Lo grotesco de la campaña pro-inmigración de las almas puras, apenas puede ocultar que la pasión por Uruguay encierra un frío cálculo impositivo, que deberá ser tenido en cuenta por las autoridades nacionales. Ganar plata en la Argentina pero pagar impuestos en Uruguay, o en cualquier guarida fiscal, es la lógica de fondo en la que participan desde Susana Gimenéz hasta Marcos Galperín.

Pasión por la evasión, fuerte deseo de no compartir con la sociedad parte de la mucha riqueza conseguida, pero barnizadocon expresiones elevadas como “la lucha por la libertad”, el cansancio moral frente a un país “que no encuentra el rumbo”, de agotamiento frente a la injusticia de ser castigados “por el éxito”. Nuevas formas de pobreza intelectual de una derecha que no tiene qué ofrecerle a la sociedad, más que banalidades.

 

 

Dólar, estado de las reservas y costo de la ilegalidad

Si bien se lo piensa, la actual situación del dólar, en especial de las menguadas reservas del Banco Central, está directamente conectada con la ilegalidad convertida en norma. No son los pequeños ahorristas, ni los que circunstancialmente hacen unos pesos comprando dólares oficiales y vendiéndolos en el paralelo, los causantes de las actuales estrecheces cambiarias.

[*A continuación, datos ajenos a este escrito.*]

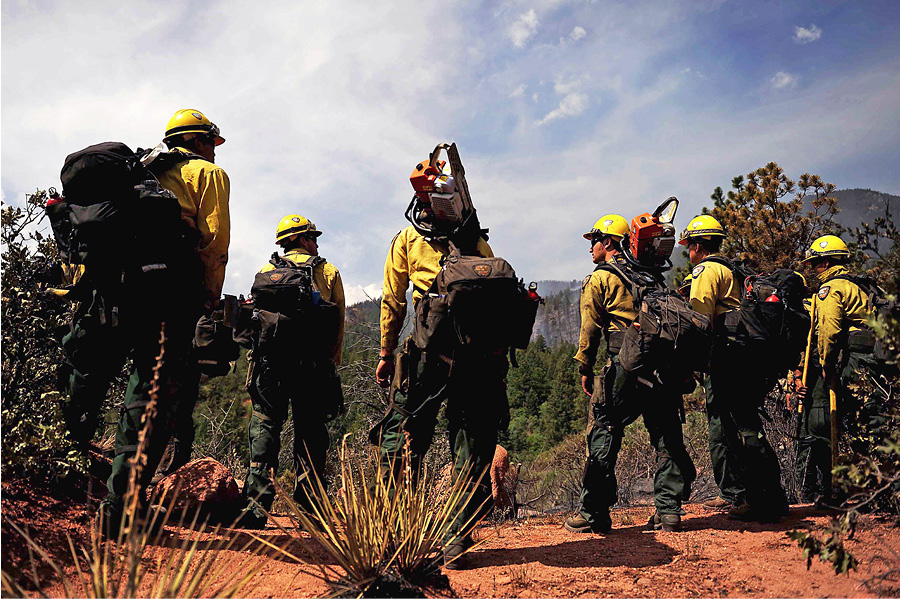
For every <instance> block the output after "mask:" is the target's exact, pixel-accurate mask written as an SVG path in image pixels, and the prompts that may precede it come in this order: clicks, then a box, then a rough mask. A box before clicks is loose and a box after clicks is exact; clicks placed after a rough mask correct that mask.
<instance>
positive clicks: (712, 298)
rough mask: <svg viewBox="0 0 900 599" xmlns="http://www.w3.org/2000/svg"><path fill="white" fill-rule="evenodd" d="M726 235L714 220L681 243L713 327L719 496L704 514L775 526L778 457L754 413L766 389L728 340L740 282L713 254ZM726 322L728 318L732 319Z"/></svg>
mask: <svg viewBox="0 0 900 599" xmlns="http://www.w3.org/2000/svg"><path fill="white" fill-rule="evenodd" d="M724 240H725V230H724V228H723V227H722V225H721V224H720V223H719V222H718V221H717V220H716V219H714V218H713V217H711V216H708V215H700V216H697V217H696V218H694V219H693V220H691V222H690V223H688V226H687V228H686V229H685V230H684V232H683V233H682V236H681V240H680V241H679V243H680V244H681V245H684V246H687V250H688V255H689V258H690V261H691V264H693V265H694V268H693V270H692V271H691V292H690V301H691V307H692V308H693V309H694V310H696V311H697V312H700V313H701V314H705V315H706V316H708V317H709V318H710V320H711V321H712V323H713V331H714V334H715V342H714V350H713V353H712V357H711V361H710V366H709V375H708V376H707V377H706V380H705V388H706V409H707V416H708V418H709V431H710V433H709V446H710V456H711V458H712V463H713V472H714V474H715V479H716V484H717V485H718V486H719V491H720V496H719V497H718V498H716V499H715V500H713V501H711V502H707V503H706V504H705V505H706V507H710V508H713V509H728V510H729V514H730V515H731V516H733V517H736V518H739V519H744V520H764V521H770V520H777V519H779V518H780V517H781V516H783V515H785V514H786V513H787V498H786V497H785V493H784V489H783V488H782V487H781V468H780V466H779V463H778V458H777V456H776V455H775V452H774V451H773V450H772V447H771V446H770V445H769V442H768V440H767V439H766V437H765V433H764V431H763V426H762V420H761V419H760V416H759V407H760V406H761V405H762V402H763V401H764V399H765V396H766V393H767V392H768V389H766V388H765V386H766V383H765V378H764V377H759V376H755V375H754V373H752V372H748V371H747V370H746V369H745V368H744V367H743V364H744V361H745V360H744V358H743V357H742V356H741V353H740V348H739V346H738V345H737V344H736V343H735V340H734V338H733V336H732V335H731V334H730V333H729V323H730V320H729V319H730V318H733V317H734V316H737V314H738V313H737V312H736V310H737V309H738V308H739V307H740V297H741V296H740V282H739V281H737V280H736V278H735V276H734V273H733V271H732V268H731V265H730V263H729V262H728V261H726V260H725V259H724V258H722V257H721V256H720V255H719V251H720V249H721V246H722V242H723V241H724ZM729 315H732V316H731V317H730V316H729Z"/></svg>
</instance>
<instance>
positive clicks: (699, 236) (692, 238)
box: [678, 214, 725, 245]
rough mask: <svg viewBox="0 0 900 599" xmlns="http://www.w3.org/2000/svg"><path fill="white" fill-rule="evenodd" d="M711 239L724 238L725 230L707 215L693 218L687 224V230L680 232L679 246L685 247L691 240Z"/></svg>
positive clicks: (716, 222)
mask: <svg viewBox="0 0 900 599" xmlns="http://www.w3.org/2000/svg"><path fill="white" fill-rule="evenodd" d="M712 237H725V228H724V227H722V225H721V223H719V221H717V220H716V219H714V218H713V217H711V216H710V215H708V214H701V215H700V216H695V217H694V219H693V220H692V221H691V222H689V223H688V226H687V228H686V229H685V230H684V231H682V232H681V239H680V240H679V241H678V243H679V245H687V244H688V243H690V240H691V239H710V238H712Z"/></svg>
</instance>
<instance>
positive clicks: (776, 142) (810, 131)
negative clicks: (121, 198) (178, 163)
mask: <svg viewBox="0 0 900 599" xmlns="http://www.w3.org/2000/svg"><path fill="white" fill-rule="evenodd" d="M76 6H77V8H75V7H76ZM898 30H900V3H898V2H892V1H884V2H837V1H825V0H823V1H815V2H774V1H769V2H746V1H745V2H736V1H718V0H680V1H679V0H671V1H665V2H603V1H595V2H575V1H573V2H564V1H527V0H526V1H511V2H488V3H477V2H471V3H463V2H457V3H422V2H390V3H373V2H352V1H351V2H341V3H337V2H296V3H295V2H291V3H277V2H272V3H266V4H263V3H247V2H239V1H229V0H225V1H221V2H208V3H205V2H183V1H181V2H167V1H158V2H153V3H149V2H147V3H143V2H128V3H111V2H103V3H101V2H78V3H77V4H76V3H71V2H16V1H14V0H4V2H3V4H2V150H0V151H2V162H0V168H2V171H0V188H2V193H3V201H4V202H21V201H22V199H23V198H24V194H25V193H26V192H28V191H32V190H34V189H35V188H37V187H40V188H46V187H49V186H51V185H58V184H59V181H58V174H59V169H60V167H61V166H62V162H63V159H64V158H65V156H66V154H68V153H69V152H72V151H74V150H76V149H79V148H81V147H83V146H86V145H88V144H91V143H96V142H99V141H104V140H108V139H116V140H121V141H124V142H126V143H128V144H129V145H131V146H132V147H137V146H141V147H148V146H152V145H155V144H156V143H157V142H158V141H159V139H160V138H161V136H162V130H163V128H164V125H165V123H166V121H167V120H168V118H169V116H171V114H172V113H173V112H174V111H175V110H176V109H179V108H197V109H200V110H202V111H204V112H205V113H206V114H207V115H208V116H209V117H210V118H211V119H212V120H213V121H214V122H216V123H217V124H218V125H219V126H220V128H221V130H222V132H223V135H224V136H225V137H226V138H227V140H228V141H227V143H226V144H225V145H224V146H222V147H220V148H219V152H218V155H217V162H218V163H219V164H220V165H221V166H222V167H223V168H225V170H226V171H227V172H228V173H229V176H230V178H231V182H232V197H231V211H232V244H231V257H230V262H229V266H228V276H227V279H226V286H225V287H226V291H228V292H233V293H234V292H244V293H246V292H247V290H248V289H249V286H250V284H251V282H252V276H253V273H254V272H255V271H256V270H257V269H258V268H259V267H260V266H261V265H262V264H263V263H264V262H265V261H266V259H267V257H268V256H269V255H270V254H271V252H272V251H273V250H274V249H275V248H274V245H273V243H272V240H273V237H274V228H275V225H276V223H277V222H278V220H279V219H280V218H281V216H283V215H285V214H289V213H294V212H299V213H301V214H303V215H305V216H308V217H309V218H311V219H312V220H314V221H315V222H316V223H317V225H318V226H319V228H321V229H323V230H325V231H326V235H325V236H324V237H322V239H321V245H320V249H321V252H322V254H323V255H324V256H325V257H327V258H328V259H329V260H330V261H332V262H333V263H335V264H336V265H337V266H338V268H339V269H340V270H341V272H342V275H343V278H344V283H345V286H346V287H347V288H348V295H349V296H350V298H351V299H354V300H358V299H361V298H362V297H364V296H363V292H364V290H365V291H366V292H368V293H370V294H373V295H376V296H377V295H378V294H379V289H380V284H381V271H382V268H383V263H384V256H385V254H386V251H387V247H388V244H389V242H390V239H391V237H392V236H393V235H394V234H395V233H396V232H397V231H398V230H400V229H401V228H402V227H403V226H405V224H406V222H405V220H404V219H403V211H404V209H405V207H406V204H407V203H408V201H409V198H410V196H411V193H412V190H411V188H410V186H409V183H408V176H409V173H410V172H411V171H412V167H413V166H414V165H415V164H416V163H417V162H419V161H420V160H423V159H424V158H426V157H427V154H428V152H429V151H430V150H431V149H432V148H433V147H434V145H435V144H436V143H438V142H441V141H450V140H453V141H456V142H457V144H458V145H459V148H460V153H461V156H462V158H463V161H464V163H465V165H466V170H467V177H468V179H469V187H470V189H471V191H472V194H473V199H474V201H475V204H476V206H477V207H478V209H479V214H480V216H481V221H482V224H483V225H484V226H487V227H490V229H491V243H492V245H493V246H494V250H495V252H496V253H497V254H498V255H502V256H504V257H505V258H507V259H508V260H510V262H511V263H512V264H513V265H514V266H515V267H516V269H517V271H518V272H519V274H520V276H523V277H525V278H526V280H531V279H550V278H553V279H575V278H581V277H583V276H584V274H585V273H586V272H588V271H589V270H590V268H591V263H590V262H589V258H588V255H587V245H586V243H585V242H584V241H583V240H582V239H581V237H580V233H581V232H583V231H585V230H587V229H589V228H590V226H591V225H592V224H593V222H594V221H595V220H596V219H597V218H599V217H600V216H601V215H603V214H605V213H608V212H619V213H621V214H622V215H623V216H625V217H626V218H628V219H630V218H631V217H632V216H634V215H635V214H638V213H641V212H644V211H648V210H652V209H653V208H654V207H655V206H656V205H657V204H658V203H659V202H660V201H662V200H663V199H664V198H666V197H667V196H669V195H676V196H677V197H679V199H681V201H682V205H681V208H680V210H679V214H678V217H677V219H676V225H678V226H679V228H680V227H682V226H684V224H685V223H687V221H688V220H689V219H690V217H691V216H693V215H694V214H696V213H697V212H699V210H700V208H701V207H702V206H703V205H705V204H706V203H707V202H708V199H709V194H710V193H711V192H712V189H713V188H714V187H715V186H717V185H721V186H723V187H727V185H728V183H729V182H730V180H731V178H732V177H733V176H734V175H737V174H745V173H747V172H749V171H751V170H754V169H755V168H757V167H759V166H762V165H763V164H765V163H766V162H769V161H772V160H774V161H777V162H778V163H780V164H781V165H782V166H783V167H785V169H786V170H787V173H788V175H789V176H791V177H792V178H793V179H795V180H796V179H797V178H798V177H799V176H800V174H801V173H804V172H812V173H817V174H819V175H821V176H823V177H824V178H825V179H826V180H827V181H830V182H833V183H835V184H836V185H837V186H838V187H839V188H848V187H870V188H873V189H878V190H881V191H885V192H889V193H895V194H900V174H898V167H897V165H900V36H898V35H897V31H898Z"/></svg>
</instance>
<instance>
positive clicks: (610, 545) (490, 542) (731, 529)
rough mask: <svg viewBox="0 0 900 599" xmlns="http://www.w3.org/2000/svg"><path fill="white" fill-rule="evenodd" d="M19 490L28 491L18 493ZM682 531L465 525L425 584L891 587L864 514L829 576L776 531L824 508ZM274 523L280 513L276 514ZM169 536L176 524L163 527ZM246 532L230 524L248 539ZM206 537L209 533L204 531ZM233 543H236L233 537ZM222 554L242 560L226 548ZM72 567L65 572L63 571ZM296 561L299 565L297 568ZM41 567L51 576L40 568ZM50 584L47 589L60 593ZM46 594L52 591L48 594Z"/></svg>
mask: <svg viewBox="0 0 900 599" xmlns="http://www.w3.org/2000/svg"><path fill="white" fill-rule="evenodd" d="M11 491H13V489H11V488H10V487H9V486H8V485H7V484H6V483H5V481H4V497H3V499H4V501H3V516H4V520H6V519H10V520H15V521H17V522H18V523H19V524H20V525H21V524H25V525H28V527H29V528H30V529H31V530H32V531H34V532H36V533H38V534H37V535H36V536H37V537H38V538H39V540H40V541H43V542H46V543H52V544H59V546H57V547H47V549H49V550H50V551H51V552H52V553H54V554H55V555H57V556H62V557H64V555H65V551H64V549H65V547H64V545H65V540H64V539H65V535H66V533H68V534H70V535H72V536H73V537H74V538H76V539H78V538H86V530H87V523H88V522H89V519H90V514H89V513H88V510H87V509H85V508H84V507H83V506H74V505H72V504H71V503H70V504H68V505H65V504H64V503H63V504H60V503H56V504H55V505H53V503H54V502H53V501H52V500H42V499H40V498H39V497H36V496H34V495H32V494H31V493H29V492H28V491H27V490H25V489H22V488H18V489H15V492H11ZM29 495H32V496H31V497H29ZM23 500H25V502H23ZM687 510H688V512H689V513H688V515H687V516H686V518H685V530H684V531H682V532H678V533H664V532H653V531H648V530H646V528H645V524H646V522H647V519H648V517H649V515H650V512H651V509H650V508H647V507H635V508H625V509H618V510H615V511H614V512H613V524H614V529H613V532H612V533H611V534H609V535H606V536H603V535H592V534H572V533H569V532H567V531H566V530H565V529H563V528H562V519H563V518H562V517H540V518H532V519H526V520H522V521H518V522H514V523H504V524H501V525H483V526H482V527H480V528H479V529H478V531H476V538H477V539H478V540H479V541H481V543H480V544H479V546H478V547H477V548H476V549H475V550H474V551H473V552H472V554H471V557H470V560H469V561H470V565H471V567H470V568H468V569H466V570H458V571H445V573H446V575H447V577H448V579H449V582H450V587H451V588H450V589H449V590H440V591H431V592H430V593H429V594H433V595H436V596H458V597H874V596H898V595H900V574H898V573H900V529H898V528H897V527H896V526H893V525H891V524H889V523H885V522H879V521H877V520H875V519H874V518H871V517H864V518H863V519H862V521H861V523H860V527H859V530H858V531H857V534H856V537H855V539H854V540H852V541H849V542H848V543H847V546H848V549H849V550H850V551H851V552H853V553H854V555H856V557H857V558H858V559H859V560H860V566H859V571H857V572H852V573H851V574H850V575H849V576H835V574H834V573H833V571H832V570H831V569H830V567H828V566H827V565H825V564H822V563H820V562H819V561H818V559H814V560H813V563H812V567H811V568H810V570H809V571H807V569H806V562H805V561H804V560H803V558H802V557H801V555H800V550H799V548H798V547H797V546H796V544H795V543H794V542H793V541H791V540H790V539H788V538H787V534H786V532H787V531H789V530H793V529H797V528H809V527H811V526H814V525H816V524H823V523H825V521H826V516H825V515H824V514H822V513H819V512H815V511H813V510H812V509H811V508H809V507H794V508H792V510H791V515H790V516H789V517H788V518H786V519H785V520H784V521H783V522H781V523H779V524H745V523H740V522H736V521H733V520H730V519H728V518H727V517H726V516H725V515H724V514H715V513H710V512H708V511H705V510H703V509H702V508H701V507H700V506H697V505H689V506H687ZM278 521H279V522H280V523H281V524H282V526H290V523H289V519H288V518H286V517H284V518H278ZM169 530H170V532H171V534H172V535H173V536H178V537H183V535H185V534H189V533H187V531H183V530H181V531H179V530H178V529H176V528H175V527H170V529H169ZM249 532H250V531H231V532H227V533H226V534H227V535H229V536H234V535H239V536H240V537H241V538H242V539H249V538H250V537H249V535H248V533H249ZM3 533H4V534H3V537H4V538H3V547H4V548H3V563H4V568H8V566H10V565H13V564H15V565H14V567H19V568H21V567H22V566H24V563H23V561H22V560H21V557H23V556H22V555H21V554H19V559H16V555H15V551H11V549H10V548H12V549H13V550H14V549H15V548H17V547H18V548H19V549H21V544H20V543H16V542H15V541H16V539H14V538H12V535H10V534H9V533H10V531H9V529H8V528H7V527H6V526H4V530H3ZM262 535H263V536H265V537H267V538H268V539H269V540H270V541H271V542H273V543H274V544H276V545H279V546H284V545H287V546H288V550H290V551H291V552H293V553H295V554H296V555H298V556H305V557H312V560H311V561H314V562H318V563H319V564H323V563H324V564H327V563H328V562H329V560H328V559H327V557H326V556H325V555H324V554H323V553H322V552H321V551H320V550H317V549H316V548H315V547H313V546H312V543H311V541H310V539H309V538H308V536H307V535H306V533H301V537H302V538H301V539H299V540H297V539H294V540H291V537H290V536H289V535H288V534H287V533H285V532H283V531H281V530H279V529H277V528H276V527H275V526H272V525H270V527H269V528H268V529H267V530H266V531H263V532H262ZM204 536H206V537H207V538H208V540H209V541H213V540H214V538H215V537H214V535H211V534H207V535H204ZM238 545H240V543H238ZM166 551H167V549H164V548H162V547H150V548H148V553H149V554H150V555H148V557H161V556H162V555H163V554H164V553H165V552H166ZM226 553H229V554H232V555H227V556H222V557H224V558H226V559H228V560H234V564H235V566H234V567H240V568H244V567H246V566H247V563H246V562H245V561H244V559H245V558H244V556H242V555H240V554H238V553H237V552H226ZM263 559H265V561H264V562H263V563H262V564H261V565H262V566H263V567H262V571H261V573H260V575H259V576H258V577H257V578H256V579H255V580H254V582H253V583H252V585H251V587H249V588H248V589H246V592H247V593H248V594H249V595H250V596H253V597H312V596H323V595H327V594H329V588H328V586H327V585H326V584H325V583H324V582H322V581H321V580H318V579H317V578H316V576H315V574H314V572H315V569H316V568H317V566H315V565H313V566H306V567H305V568H302V567H300V566H298V565H297V564H296V563H295V562H293V561H292V560H291V559H289V558H287V557H286V556H283V555H281V556H276V557H274V558H251V562H252V563H257V564H260V561H259V560H263ZM892 568H893V569H894V570H895V573H894V574H893V577H892V579H890V580H888V581H884V582H881V583H880V584H879V582H878V580H877V579H878V577H879V576H881V575H883V574H884V573H885V572H887V571H889V570H891V569H892ZM67 569H69V570H70V571H71V569H70V568H67ZM304 569H306V570H307V571H306V572H304ZM46 573H47V574H48V575H49V574H50V572H46ZM55 586H57V585H53V584H52V583H51V585H50V588H49V589H46V590H48V591H49V594H50V596H60V593H59V591H61V589H58V588H54V587H55ZM54 591H55V592H54Z"/></svg>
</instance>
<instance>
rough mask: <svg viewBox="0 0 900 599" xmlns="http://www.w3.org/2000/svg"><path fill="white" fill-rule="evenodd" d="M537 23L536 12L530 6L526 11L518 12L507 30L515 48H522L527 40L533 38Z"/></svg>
mask: <svg viewBox="0 0 900 599" xmlns="http://www.w3.org/2000/svg"><path fill="white" fill-rule="evenodd" d="M539 24H540V22H539V21H538V18H537V13H536V12H534V9H533V8H532V9H530V10H529V11H528V12H524V13H522V14H520V15H519V17H518V18H517V19H516V20H515V21H513V23H512V25H510V26H509V29H508V30H507V35H508V36H509V39H510V40H512V43H513V45H514V46H515V47H516V48H524V47H525V44H526V43H527V42H528V40H530V39H531V38H533V37H534V36H535V34H536V33H537V28H538V25H539Z"/></svg>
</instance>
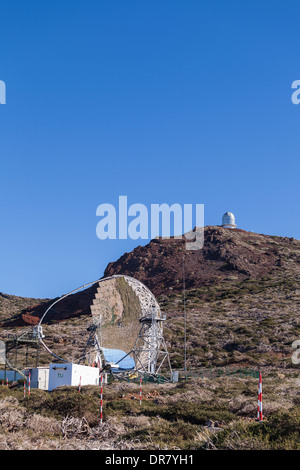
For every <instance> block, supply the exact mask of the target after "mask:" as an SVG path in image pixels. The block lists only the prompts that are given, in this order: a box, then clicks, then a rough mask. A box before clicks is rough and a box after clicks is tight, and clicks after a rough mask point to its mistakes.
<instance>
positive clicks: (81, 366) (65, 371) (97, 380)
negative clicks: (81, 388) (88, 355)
mask: <svg viewBox="0 0 300 470" xmlns="http://www.w3.org/2000/svg"><path fill="white" fill-rule="evenodd" d="M62 385H71V386H74V387H79V385H81V386H84V385H99V369H98V367H88V366H82V365H80V364H73V363H65V364H50V367H49V387H48V390H49V391H51V390H54V389H55V388H57V387H60V386H62Z"/></svg>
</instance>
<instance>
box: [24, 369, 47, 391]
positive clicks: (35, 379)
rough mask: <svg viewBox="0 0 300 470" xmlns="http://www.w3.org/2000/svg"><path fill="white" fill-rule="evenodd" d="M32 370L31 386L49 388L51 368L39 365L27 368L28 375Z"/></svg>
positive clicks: (27, 379) (41, 389)
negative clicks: (48, 385) (49, 378)
mask: <svg viewBox="0 0 300 470" xmlns="http://www.w3.org/2000/svg"><path fill="white" fill-rule="evenodd" d="M29 372H30V388H39V389H41V390H48V385H49V368H48V367H37V368H35V369H27V370H26V371H25V374H26V376H27V383H28V376H29Z"/></svg>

En cambio, las macro-maniobras ilegales de comercio exterior –tanto de sub-facturación de exportaciones como de sobre facturación de importaciones (y de deudas)— y la enorme fuga de capitales protagonizada por minorías concentradas, son una explicación central de la actual sequía de divisas. El aparato de fuga comienza con diversas ilegalidades locales, y finaliza en sus terminales poco transparentes de sociedades fantasmas en Panamá y otras guaridas fiscales.

La carencia de dólares en nuestro país tiene menos que ver con sus dificultades de comercio exterior, aunque haya mucho por mejorar por el lado de las exportaciones y de las importaciones, que con los episodios delincuenciales en torno al endeudamiento externo.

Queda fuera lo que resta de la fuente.